La catastrophe de 1870 sonne le réveil. La IIIe République réorganise l’armée. Elle lui donne un commandement formé, une doctrine et des plans. Elle instaure aussi le mode de recrutement propre à constituer les immenses armées qu’appellent les guerres nationales. La dissuasion n’en bouleversera ni l’emploi, ni l’organisation. Cette armée reste alors celle d’une lutte à mort, même si celle-ci n’est plus qu’une épreuve de force virtuelle. Ne préparant qu’une seule guerre, l’armée tire toujours son organisation permanente de son organisation opérationnelle. Bref, elle vit et travaille comme elle s’engagera. De Carnot à l’effondrement soviétique, il y a donc d’innombrables ajustements — parfois lourds —, mais la philosophie reste la même.
En se replaçant ainsi dans la durée historique et en constatant la rareté des grandes mutations, on mesure à quel point la période que traverse l’armée de terre constitue une de ces fortes accélérations que l’histoire n’imprime qu’exceptionnellement à la vie des grandes institutions de l’État.

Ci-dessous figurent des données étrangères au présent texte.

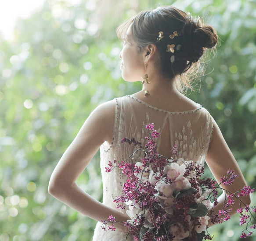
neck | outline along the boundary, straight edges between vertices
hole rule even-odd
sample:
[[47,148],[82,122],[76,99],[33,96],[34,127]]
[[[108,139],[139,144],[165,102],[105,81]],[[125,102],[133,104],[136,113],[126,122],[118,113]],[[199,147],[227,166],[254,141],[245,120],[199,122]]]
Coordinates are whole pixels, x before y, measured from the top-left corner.
[[149,95],[147,95],[145,98],[151,99],[150,97],[162,97],[167,99],[171,99],[172,97],[177,96],[177,95],[182,95],[177,89],[174,84],[174,80],[169,80],[163,78],[159,78],[159,76],[154,76],[151,73],[148,74],[149,84],[145,82],[142,85],[141,92],[143,93],[147,90],[149,92]]

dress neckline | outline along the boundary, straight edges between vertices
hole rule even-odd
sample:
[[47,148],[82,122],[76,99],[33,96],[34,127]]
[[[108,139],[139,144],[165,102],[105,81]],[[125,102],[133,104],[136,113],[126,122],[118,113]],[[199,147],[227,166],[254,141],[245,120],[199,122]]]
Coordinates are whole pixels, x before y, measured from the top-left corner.
[[129,96],[129,95],[126,95],[125,96],[127,96],[128,97],[129,97],[131,99],[135,99],[135,100],[137,100],[139,103],[141,103],[142,104],[143,104],[144,106],[148,106],[149,108],[156,110],[158,110],[159,111],[162,111],[162,112],[164,112],[164,113],[166,113],[166,114],[169,113],[169,114],[170,114],[171,115],[173,114],[177,114],[178,113],[186,114],[187,113],[194,113],[194,112],[197,112],[198,110],[200,110],[202,108],[202,106],[200,103],[197,103],[197,104],[198,105],[198,107],[197,108],[196,108],[195,109],[194,109],[193,110],[186,110],[185,111],[181,111],[181,112],[180,111],[175,111],[174,112],[171,112],[170,111],[167,111],[167,110],[163,110],[162,109],[159,109],[159,108],[157,108],[156,107],[152,106],[151,106],[150,105],[149,105],[148,103],[146,103],[146,102],[144,102],[144,101],[141,100],[141,99],[138,99],[137,97],[136,97],[135,96]]

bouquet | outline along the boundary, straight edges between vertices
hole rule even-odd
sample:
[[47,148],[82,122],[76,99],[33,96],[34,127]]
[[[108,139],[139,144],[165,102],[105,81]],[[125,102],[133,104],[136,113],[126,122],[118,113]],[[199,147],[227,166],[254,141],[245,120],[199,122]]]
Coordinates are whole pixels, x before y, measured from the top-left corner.
[[[208,220],[210,218],[213,223],[220,223],[224,220],[229,219],[228,213],[232,208],[227,210],[224,208],[234,203],[232,198],[233,196],[239,200],[240,207],[241,202],[246,206],[237,211],[241,213],[240,225],[245,223],[245,220],[250,217],[249,222],[251,222],[252,217],[254,219],[250,208],[256,213],[255,207],[245,205],[238,197],[252,193],[254,188],[245,186],[237,191],[238,193],[237,195],[235,193],[232,193],[219,187],[220,184],[216,186],[217,182],[212,178],[201,178],[202,174],[204,173],[203,167],[196,165],[192,160],[185,161],[183,158],[168,159],[159,154],[156,152],[157,146],[155,139],[160,134],[154,129],[153,123],[146,125],[146,128],[149,130],[151,136],[145,136],[147,141],[144,147],[133,138],[123,138],[122,142],[127,142],[130,145],[133,143],[135,146],[138,145],[138,149],[121,163],[114,166],[113,164],[117,162],[116,160],[114,160],[114,163],[109,161],[109,167],[105,167],[106,171],[110,172],[118,167],[127,177],[123,185],[123,195],[117,197],[113,201],[117,204],[117,208],[124,209],[124,203],[129,208],[126,213],[130,220],[124,222],[125,227],[129,230],[126,241],[130,233],[135,241],[212,240],[213,237],[207,230],[209,227]],[[177,156],[178,149],[175,145],[170,151],[175,156]],[[144,157],[141,159],[142,162],[138,161],[134,163],[135,153],[139,151],[144,152]],[[125,163],[131,157],[131,163]],[[235,175],[234,170],[230,169],[227,175],[221,178],[220,183],[231,184],[237,177],[238,175]],[[230,194],[226,195],[228,201],[224,203],[224,209],[212,215],[213,208],[218,203],[217,188]],[[212,199],[213,199],[213,203]],[[249,212],[252,216],[243,214],[244,210],[245,213]],[[112,230],[115,230],[113,223],[122,222],[116,220],[112,215],[107,220],[101,221],[105,224],[101,226],[104,230],[106,230],[107,224],[111,223],[112,226],[108,226],[108,229]],[[253,225],[250,228],[255,229],[256,224],[252,223]],[[248,225],[248,223],[246,230]],[[246,234],[244,230],[241,237],[246,237],[252,233],[249,231]]]

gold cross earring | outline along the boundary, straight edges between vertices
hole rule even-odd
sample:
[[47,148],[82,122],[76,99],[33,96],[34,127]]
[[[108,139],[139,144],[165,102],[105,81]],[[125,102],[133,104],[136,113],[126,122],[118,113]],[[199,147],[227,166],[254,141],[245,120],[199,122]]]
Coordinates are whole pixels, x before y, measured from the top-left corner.
[[[144,63],[144,65],[145,66],[145,72],[146,72],[146,63]],[[149,82],[148,80],[148,75],[147,74],[145,74],[144,76],[143,77],[141,77],[141,78],[143,80],[143,81],[141,82],[141,84],[144,84],[145,82],[147,84],[150,84],[150,82]],[[145,94],[145,96],[146,96],[148,95],[149,95],[149,92],[148,90],[147,90],[147,86],[146,86],[146,90],[144,92]]]

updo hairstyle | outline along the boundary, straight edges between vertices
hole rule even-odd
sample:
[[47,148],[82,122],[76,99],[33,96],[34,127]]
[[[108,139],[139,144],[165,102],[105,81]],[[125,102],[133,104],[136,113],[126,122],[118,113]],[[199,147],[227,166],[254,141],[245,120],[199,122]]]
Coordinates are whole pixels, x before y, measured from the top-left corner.
[[[156,64],[162,75],[169,81],[175,81],[180,92],[184,93],[187,88],[193,90],[192,80],[199,76],[198,74],[204,74],[203,61],[199,59],[202,60],[206,49],[216,48],[218,42],[216,31],[203,24],[200,17],[193,18],[189,13],[187,14],[172,6],[142,11],[121,23],[116,29],[117,36],[121,41],[128,41],[125,35],[131,24],[137,53],[141,53],[148,45],[155,44],[160,56],[160,61]],[[169,35],[175,31],[179,35],[170,39]],[[163,32],[165,37],[157,41],[160,31]],[[180,50],[175,49],[174,53],[166,52],[167,45],[172,44],[176,46],[180,44]],[[173,55],[175,55],[175,60],[172,63],[170,59]]]

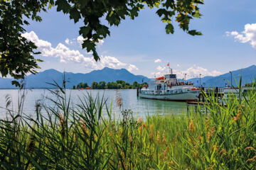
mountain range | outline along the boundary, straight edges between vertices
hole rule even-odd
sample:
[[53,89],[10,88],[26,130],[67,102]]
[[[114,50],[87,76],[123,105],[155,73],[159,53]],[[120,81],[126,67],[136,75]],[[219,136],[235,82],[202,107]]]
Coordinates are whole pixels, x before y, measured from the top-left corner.
[[[55,69],[47,69],[36,74],[30,74],[25,79],[26,88],[53,88],[53,85],[48,83],[53,83],[54,81],[62,85],[63,75],[63,73]],[[107,83],[117,80],[124,80],[132,84],[134,81],[142,83],[142,80],[145,82],[149,80],[146,76],[134,75],[125,69],[114,69],[108,67],[105,67],[101,70],[94,70],[86,74],[65,72],[65,79],[67,81],[67,88],[72,88],[80,82],[87,83],[90,86],[93,81],[99,82],[100,81],[105,81]],[[13,81],[12,79],[0,78],[0,89],[15,89],[15,86],[11,85],[11,81]]]
[[[235,79],[239,82],[240,77],[242,77],[242,84],[250,83],[256,78],[256,66],[252,65],[249,67],[232,71],[217,76],[204,76],[201,79],[201,85],[204,86],[218,86],[223,87],[230,85],[231,83],[236,86]],[[52,88],[53,86],[47,83],[53,83],[55,81],[58,84],[63,84],[63,73],[55,69],[47,69],[36,74],[31,74],[26,77],[26,87],[27,89],[46,89]],[[90,86],[92,81],[99,82],[105,81],[105,82],[116,81],[117,80],[124,80],[126,82],[132,84],[134,81],[142,83],[147,82],[150,79],[142,75],[134,75],[125,69],[114,69],[105,67],[101,70],[95,70],[90,73],[72,73],[65,72],[65,80],[67,81],[66,87],[72,88],[80,82],[87,83]],[[12,79],[0,78],[0,89],[15,89],[11,85]],[[193,78],[187,80],[192,81],[195,86],[200,84],[199,78]]]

De fait, l’armée de terre s’est engagée en 1996 dans un vaste projet collectif, conduit sans discontinuité du service par une communauté humaine dont on se plaît ici ou là à brocarder le mutisme, mais à laquelle il serait tout aussi indiqué de reconnaître d’étonnantes vertus de dévouement, d’abnégation et d’efficacité ; car cette mutation ne se fait pas sans douleurs ; elle ne se fera pas davantage sans le soutien convaincu de la nation.